The task of creating a specification is to distill all the existing sources of truth down into a single authoritative specification that is higher quality than any other source of truth.

There are two ways to take advantage of an existing source of truth.

  1. Every significant product (e.g., processors, simulators, etc.) will have a large, thorough testsuite and may have a formal verification story. This is incredibly valuable because a good testsuite lets you check your specification. The “easiest” way to use this is to write a tool to convert the specification into code that can be inserted into a simulator.

  2. In a few cases, we can semi-automatically translate existing simulators or specifications to our chosen specification language. The goal is probably not to get a fully working specification but just to reduce the manual effort of transcribing the specification into the specification language.

    If we can also generate a simulator from the result, then we can “round trip” the spec to check whether either conversion process broke anything.

It is inevitable that the initial specification and tools will not be very good. It will be a bit buggy, it will be incomplete and the tools will generate relatively slow buggy simulators. However, once it becomes good enough that it is useful to one (relatively forgiving) team, that team will start to find issues and will start to report and fix the bugs. As problems are fixed, the quality of the specification and tools will improve to the point where a second wave of users are able to use the specification. These teams are typically more sensitive to quality problems and they will find new bugs that were unlikely to affect the early adopters. Fixing this second wave of bugs will further improve the specification which will enable a third wave of users with even higher quality requirements.

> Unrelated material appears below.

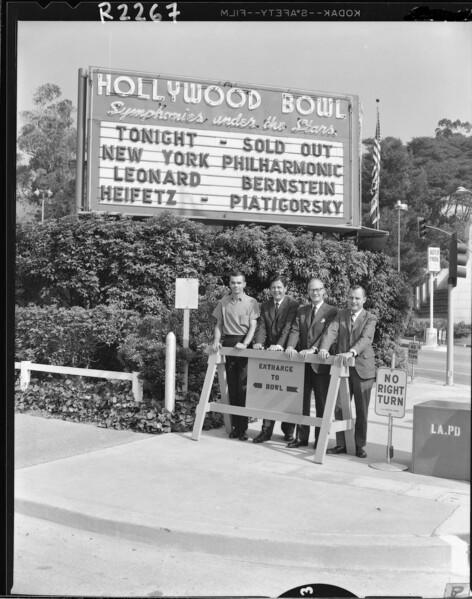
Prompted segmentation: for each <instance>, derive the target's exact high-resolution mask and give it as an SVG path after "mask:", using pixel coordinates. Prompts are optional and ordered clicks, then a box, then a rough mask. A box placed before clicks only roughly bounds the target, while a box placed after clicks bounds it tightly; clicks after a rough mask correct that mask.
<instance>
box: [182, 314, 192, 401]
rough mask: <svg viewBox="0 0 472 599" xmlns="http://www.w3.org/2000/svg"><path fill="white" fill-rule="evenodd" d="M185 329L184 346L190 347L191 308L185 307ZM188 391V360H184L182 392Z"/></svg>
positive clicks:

Aim to create a “virtuous cycle” of users by looking for users with a broad variety of needs.

Initially, our goal is simply to catch up: just creating high quality specifications of what exists (or is due to appear in the next generation of products) and trying to automatically generate as much as possible of the existing tools and verification collateral. Once we have caught up though, it is important to sustain the effort. New architecture extensions should be developed using the specification as a design tool: taking advantage of the ability to easily add new extensions into simulator, to generate high quality documentation at an early stage, etc.

The downside of machine readable specifications

In many ways, having a high quality, authoritative, human readable, machine readable specification that is used by all major users of existing documentation is a no-brainer. It takes work to set it up and to meet everybody’s requirements and it takes some coordination effort to maintain it in a usable state for all users but, if you can do that, it saves a lot of effort, improves coordination and communication both within the company and outside and it leads to higher quality products.

However, there is one important disadvantage of removing all the redundant work that goes on at the moment: that redundancy sometimes catches mistakes in the specification. This is especially true because the engineers currently transcribing the documentation into Verilog, C++, test vectors, compilers, OSes, etc. are experts with many years of experience. As we automate the more repetitive parts of the task, we reduce the number of expert eyeballs looking at the specification and the number of different perspectives from which it is being viewed.

The cost of success is that you end up with “all your eggs in one basket.”

To overcome this, we need to re-introduce some redundancy (i.e., add another “basket”) but we want to do this in a way that is most likely to find problems. So, as the number of automated uses of the specification increases, it becomes important to start formally validating the specification itself: writing down properties that the current design and any extensions are expected to satisfy and creating tools to verify that they do, indeed, hold.

Written on January 25, 2022.
The opinions expressed are my own views and not my employer's.